P Antiparasitic drugs, insecticides and repellents

Example 14

Patient U., 23 years old. In the clinic of infectious diseases is associated with amoebic dysentery. Ornidazole was prescribed (1.0 per day) - a drug from the group of antiparasitic drugs, insecticides and repellents (group P01 in the anatomical, therapeutic and chemical classification system of WHO). After 4 days of treatment, the patient notes drowsiness and dizziness. Additionally (without discontinuation of the drug), a potentiated form of ornidazole is prescribed, obtained using homeopathic potentiation technology (homeopathic dilution C 12, 1 tablet 2 times a day). Over the next 4 days, adverse events disappeared. It is concluded that the side effects of the drug are reduced with its bipatic use.

R Respiratory system

Example 15

Patient O., 32 years old. Suffers from asthmatic bronchitis. As the main drug uses FENOTEROL (Berotek) in the form of an aerosol. He notes the reliability and effectiveness of the drug, but complains of tremor of the hands and palpitations associated with taking the drug. In addition to the main dose of the drug, the patient was prescribed a potentized ultra-low dose of phenoterol obtained by homeopathic technology (dilution of C30, 1 tablet 2 times a day). After 2 days of bipatic use of the drug, the patient noted the disappearance of side effects of the drug without reducing its effectiveness.
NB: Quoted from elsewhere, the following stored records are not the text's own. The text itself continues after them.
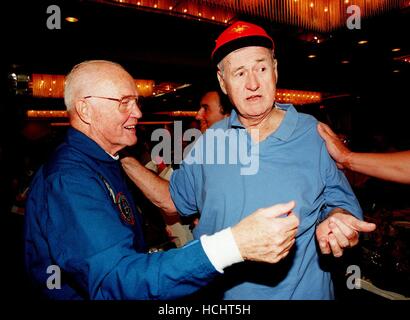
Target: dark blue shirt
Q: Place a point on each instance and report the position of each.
(81, 218)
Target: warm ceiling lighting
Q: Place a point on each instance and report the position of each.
(306, 14)
(71, 19)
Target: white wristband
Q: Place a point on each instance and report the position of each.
(221, 249)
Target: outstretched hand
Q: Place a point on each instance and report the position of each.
(265, 235)
(340, 231)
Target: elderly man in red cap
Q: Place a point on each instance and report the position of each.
(292, 163)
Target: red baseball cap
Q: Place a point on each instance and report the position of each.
(238, 35)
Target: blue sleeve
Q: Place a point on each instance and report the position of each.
(337, 190)
(88, 241)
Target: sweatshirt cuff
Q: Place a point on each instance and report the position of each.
(221, 249)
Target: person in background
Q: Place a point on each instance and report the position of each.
(392, 166)
(292, 164)
(211, 110)
(83, 237)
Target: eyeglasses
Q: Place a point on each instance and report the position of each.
(125, 103)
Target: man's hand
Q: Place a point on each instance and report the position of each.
(336, 148)
(339, 231)
(264, 235)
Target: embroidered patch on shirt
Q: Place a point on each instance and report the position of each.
(125, 209)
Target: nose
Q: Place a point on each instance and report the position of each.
(200, 114)
(252, 81)
(136, 112)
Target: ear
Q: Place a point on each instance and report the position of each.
(221, 81)
(83, 110)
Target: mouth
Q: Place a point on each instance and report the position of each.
(253, 98)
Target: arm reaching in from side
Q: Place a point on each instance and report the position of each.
(155, 188)
(393, 166)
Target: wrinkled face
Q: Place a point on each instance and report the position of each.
(249, 78)
(111, 126)
(210, 110)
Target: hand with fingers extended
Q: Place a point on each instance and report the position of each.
(268, 234)
(340, 231)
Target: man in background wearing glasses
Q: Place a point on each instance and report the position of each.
(83, 237)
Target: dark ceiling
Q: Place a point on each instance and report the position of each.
(162, 47)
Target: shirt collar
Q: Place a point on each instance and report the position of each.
(285, 129)
(85, 145)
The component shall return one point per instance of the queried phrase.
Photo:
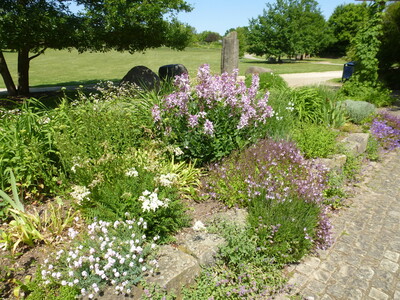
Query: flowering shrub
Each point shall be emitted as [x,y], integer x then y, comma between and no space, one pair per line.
[114,253]
[386,129]
[284,193]
[214,117]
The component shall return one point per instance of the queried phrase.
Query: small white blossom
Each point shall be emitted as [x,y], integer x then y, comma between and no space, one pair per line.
[132,173]
[198,226]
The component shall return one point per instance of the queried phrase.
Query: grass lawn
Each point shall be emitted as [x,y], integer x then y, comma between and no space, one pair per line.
[71,68]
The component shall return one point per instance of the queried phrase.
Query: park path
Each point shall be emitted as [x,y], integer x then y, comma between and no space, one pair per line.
[312,78]
[363,262]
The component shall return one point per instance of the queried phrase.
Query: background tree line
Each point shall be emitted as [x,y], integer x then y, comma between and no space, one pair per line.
[285,28]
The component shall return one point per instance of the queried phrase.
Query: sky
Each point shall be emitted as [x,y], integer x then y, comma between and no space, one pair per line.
[221,15]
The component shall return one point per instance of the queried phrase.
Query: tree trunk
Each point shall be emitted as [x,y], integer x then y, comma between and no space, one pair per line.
[5,73]
[23,71]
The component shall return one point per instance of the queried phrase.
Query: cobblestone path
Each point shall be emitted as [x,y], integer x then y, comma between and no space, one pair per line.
[363,262]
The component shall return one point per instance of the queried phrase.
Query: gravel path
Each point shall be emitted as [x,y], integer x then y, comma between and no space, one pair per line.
[363,262]
[301,79]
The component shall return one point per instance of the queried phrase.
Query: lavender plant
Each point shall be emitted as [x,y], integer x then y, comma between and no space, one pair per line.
[214,117]
[113,253]
[386,129]
[284,193]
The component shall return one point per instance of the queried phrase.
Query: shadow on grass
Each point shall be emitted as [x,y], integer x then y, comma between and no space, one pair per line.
[76,83]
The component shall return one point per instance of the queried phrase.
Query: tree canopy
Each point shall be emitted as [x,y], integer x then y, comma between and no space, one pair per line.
[345,21]
[389,53]
[29,27]
[288,27]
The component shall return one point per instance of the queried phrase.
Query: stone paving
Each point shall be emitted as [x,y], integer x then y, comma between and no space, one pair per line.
[363,262]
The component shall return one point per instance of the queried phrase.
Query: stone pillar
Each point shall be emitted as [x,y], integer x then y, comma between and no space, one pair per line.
[230,53]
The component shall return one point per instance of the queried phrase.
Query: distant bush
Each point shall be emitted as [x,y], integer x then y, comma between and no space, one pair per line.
[357,111]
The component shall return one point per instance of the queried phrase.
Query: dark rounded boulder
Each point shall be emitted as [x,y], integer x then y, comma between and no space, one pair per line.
[142,77]
[168,72]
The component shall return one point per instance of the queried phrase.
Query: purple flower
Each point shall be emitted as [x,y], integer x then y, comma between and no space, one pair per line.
[156,113]
[193,121]
[208,127]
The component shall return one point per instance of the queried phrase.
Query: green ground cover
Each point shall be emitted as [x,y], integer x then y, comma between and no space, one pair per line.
[70,68]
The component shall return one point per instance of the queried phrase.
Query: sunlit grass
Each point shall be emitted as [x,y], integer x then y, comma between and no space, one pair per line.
[62,68]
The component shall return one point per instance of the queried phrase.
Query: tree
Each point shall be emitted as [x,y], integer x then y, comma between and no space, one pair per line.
[32,26]
[389,53]
[288,27]
[344,22]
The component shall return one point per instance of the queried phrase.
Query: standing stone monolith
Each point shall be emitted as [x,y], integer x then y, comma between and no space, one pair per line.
[230,53]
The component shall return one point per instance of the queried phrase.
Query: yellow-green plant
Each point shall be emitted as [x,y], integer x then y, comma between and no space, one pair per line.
[28,228]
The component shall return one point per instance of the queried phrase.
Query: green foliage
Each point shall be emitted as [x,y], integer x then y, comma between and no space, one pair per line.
[110,122]
[242,271]
[285,229]
[372,151]
[358,111]
[389,53]
[366,91]
[318,105]
[345,21]
[315,140]
[211,119]
[115,254]
[27,147]
[99,26]
[29,228]
[364,84]
[35,291]
[288,26]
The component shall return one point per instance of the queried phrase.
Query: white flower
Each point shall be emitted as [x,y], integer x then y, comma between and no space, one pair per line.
[151,202]
[131,172]
[178,151]
[80,193]
[198,226]
[168,179]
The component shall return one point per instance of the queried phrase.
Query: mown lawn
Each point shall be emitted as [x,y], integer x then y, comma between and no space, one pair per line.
[71,68]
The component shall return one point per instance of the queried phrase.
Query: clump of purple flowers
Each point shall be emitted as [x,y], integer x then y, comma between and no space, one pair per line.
[386,129]
[210,93]
[218,112]
[271,171]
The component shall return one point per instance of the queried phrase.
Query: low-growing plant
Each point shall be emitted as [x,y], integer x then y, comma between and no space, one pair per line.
[29,228]
[358,111]
[286,229]
[274,175]
[214,117]
[318,105]
[113,253]
[242,270]
[133,183]
[27,147]
[315,140]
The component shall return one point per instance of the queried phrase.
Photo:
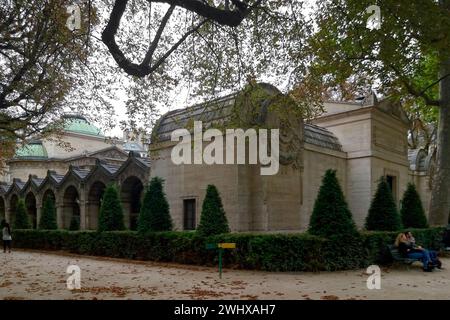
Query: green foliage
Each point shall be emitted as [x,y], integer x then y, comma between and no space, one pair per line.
[331,215]
[74,223]
[48,215]
[154,214]
[270,252]
[111,212]
[213,219]
[412,212]
[383,214]
[21,220]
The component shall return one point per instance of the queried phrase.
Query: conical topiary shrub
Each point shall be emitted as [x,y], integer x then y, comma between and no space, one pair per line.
[213,219]
[74,223]
[21,220]
[331,215]
[48,215]
[111,212]
[412,212]
[383,214]
[154,214]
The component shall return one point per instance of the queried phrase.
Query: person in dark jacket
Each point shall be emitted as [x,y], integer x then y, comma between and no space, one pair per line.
[408,251]
[446,238]
[433,254]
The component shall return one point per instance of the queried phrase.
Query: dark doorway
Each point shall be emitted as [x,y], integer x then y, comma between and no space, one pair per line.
[189,214]
[131,196]
[30,202]
[392,182]
[2,209]
[71,207]
[94,203]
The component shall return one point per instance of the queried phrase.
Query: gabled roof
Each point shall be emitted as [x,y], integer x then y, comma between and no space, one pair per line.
[419,159]
[98,152]
[321,137]
[213,111]
[143,163]
[4,188]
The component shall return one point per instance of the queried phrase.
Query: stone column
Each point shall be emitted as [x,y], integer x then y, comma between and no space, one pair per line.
[38,213]
[83,215]
[7,213]
[59,215]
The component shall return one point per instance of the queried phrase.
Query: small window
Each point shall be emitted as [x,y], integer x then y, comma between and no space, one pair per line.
[189,214]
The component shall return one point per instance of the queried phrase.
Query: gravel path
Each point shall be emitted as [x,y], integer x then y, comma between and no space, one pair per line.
[42,275]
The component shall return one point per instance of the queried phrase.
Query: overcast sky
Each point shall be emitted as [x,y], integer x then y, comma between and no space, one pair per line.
[179,96]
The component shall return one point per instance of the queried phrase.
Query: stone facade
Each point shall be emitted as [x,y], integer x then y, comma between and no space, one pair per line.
[362,141]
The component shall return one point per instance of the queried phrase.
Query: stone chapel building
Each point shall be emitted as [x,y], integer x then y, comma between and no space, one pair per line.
[361,140]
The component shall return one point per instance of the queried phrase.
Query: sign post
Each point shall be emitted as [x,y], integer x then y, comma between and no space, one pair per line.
[220,247]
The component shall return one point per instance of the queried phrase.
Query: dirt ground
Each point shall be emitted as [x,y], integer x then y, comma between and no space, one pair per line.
[42,275]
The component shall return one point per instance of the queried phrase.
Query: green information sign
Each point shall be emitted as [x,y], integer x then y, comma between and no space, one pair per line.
[220,246]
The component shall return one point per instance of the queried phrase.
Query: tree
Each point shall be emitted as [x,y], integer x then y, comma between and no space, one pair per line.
[48,215]
[344,47]
[331,215]
[154,214]
[21,220]
[383,214]
[213,219]
[412,213]
[111,212]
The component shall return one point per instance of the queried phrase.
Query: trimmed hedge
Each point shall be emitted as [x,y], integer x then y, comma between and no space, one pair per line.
[270,252]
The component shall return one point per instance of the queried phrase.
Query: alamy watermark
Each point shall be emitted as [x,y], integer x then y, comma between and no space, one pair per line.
[374,21]
[74,280]
[74,20]
[374,280]
[233,142]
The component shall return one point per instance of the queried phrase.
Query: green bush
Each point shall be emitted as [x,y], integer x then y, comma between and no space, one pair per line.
[270,252]
[48,215]
[111,212]
[412,212]
[154,214]
[331,216]
[383,214]
[74,223]
[21,220]
[213,219]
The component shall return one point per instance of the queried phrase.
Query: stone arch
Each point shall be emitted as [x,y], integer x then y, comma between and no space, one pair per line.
[31,205]
[95,196]
[70,206]
[48,193]
[13,201]
[2,209]
[131,193]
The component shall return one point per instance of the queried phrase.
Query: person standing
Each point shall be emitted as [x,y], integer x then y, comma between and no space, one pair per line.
[7,238]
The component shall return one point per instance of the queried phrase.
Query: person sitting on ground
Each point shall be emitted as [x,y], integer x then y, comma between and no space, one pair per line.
[446,238]
[432,253]
[407,251]
[7,239]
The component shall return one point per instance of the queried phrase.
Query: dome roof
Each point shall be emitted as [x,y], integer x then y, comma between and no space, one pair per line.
[133,146]
[79,124]
[32,150]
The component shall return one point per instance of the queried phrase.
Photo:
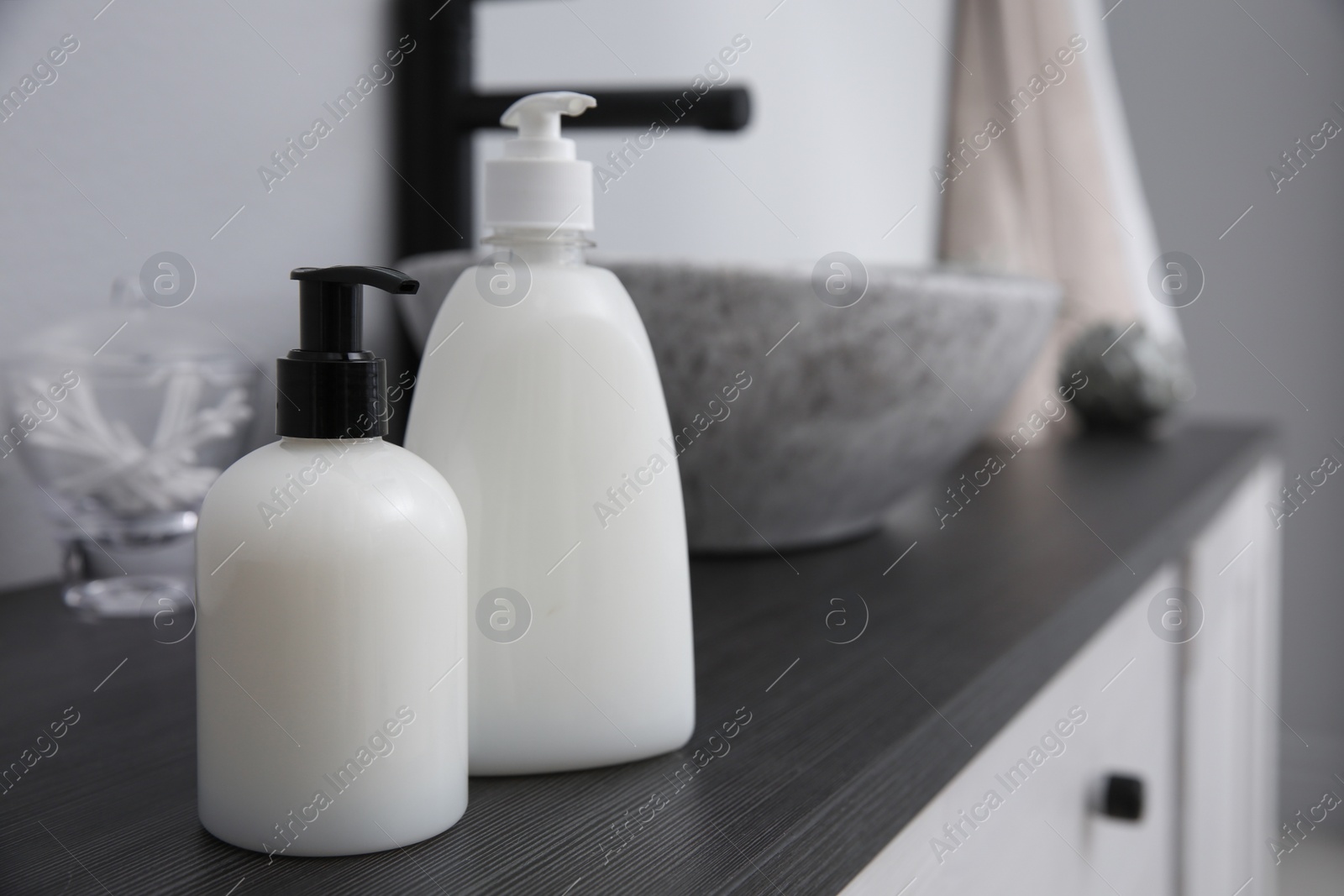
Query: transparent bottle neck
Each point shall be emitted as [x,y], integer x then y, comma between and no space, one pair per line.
[541,246]
[299,441]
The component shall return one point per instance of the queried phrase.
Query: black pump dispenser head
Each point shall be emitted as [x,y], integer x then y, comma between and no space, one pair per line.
[329,387]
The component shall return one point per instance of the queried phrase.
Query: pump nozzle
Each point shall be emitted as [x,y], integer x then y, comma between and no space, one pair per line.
[538,116]
[329,387]
[539,183]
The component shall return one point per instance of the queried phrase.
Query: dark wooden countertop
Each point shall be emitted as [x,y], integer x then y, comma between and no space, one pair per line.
[839,752]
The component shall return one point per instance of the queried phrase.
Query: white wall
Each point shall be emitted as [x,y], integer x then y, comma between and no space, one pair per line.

It is concluded that the side effects of the drug are reduced with its bipatic use.

S Drugs for the treatment of diseases of the sensory organs

Example 16

Patient F., 67 years old. For a long time suffers from glaucoma. The patient takes acetazolamide as an effective drug (250 mg every 6 hours after courses of 5 days). Its effect is associated with carbonic anhydrase blockade, and with prolonged continuous use, compensatory mechanisms reduce the effectiveness of the drug. Therefore, there was a need to periodically discontinue the drug. During forced breaks, glaucoma attacks occur more often, the patient does not tolerate other anti-glaucoma drugs. It was decided to supplement the therapeutic dose of acetazolamide with its potentiated form obtained by homeopathic technology (bipatic use of the drug). The simultaneous administration of acetazolamide in homeopathic dilution of C6 in 1 tablet daily restored sensitivity to the drug, intraocular pressure remained at the upper limit of normal, the incidence of glaucoma attacks decreased significantly. It is concluded that the therapeutic activity of the anti-glaucoma drug is increased and the development of tolerance to it with its bipatic administration is prevented.

Claims (1)

The use of an activated form of a medicinal substance in a small or ultra-low dose, obtained by repeated successive dilutions and external influences according to homeopathic technology, as a means for potentiating therapeutic effects - enhancing the action of the same medicinal substance in a therapeutic dose.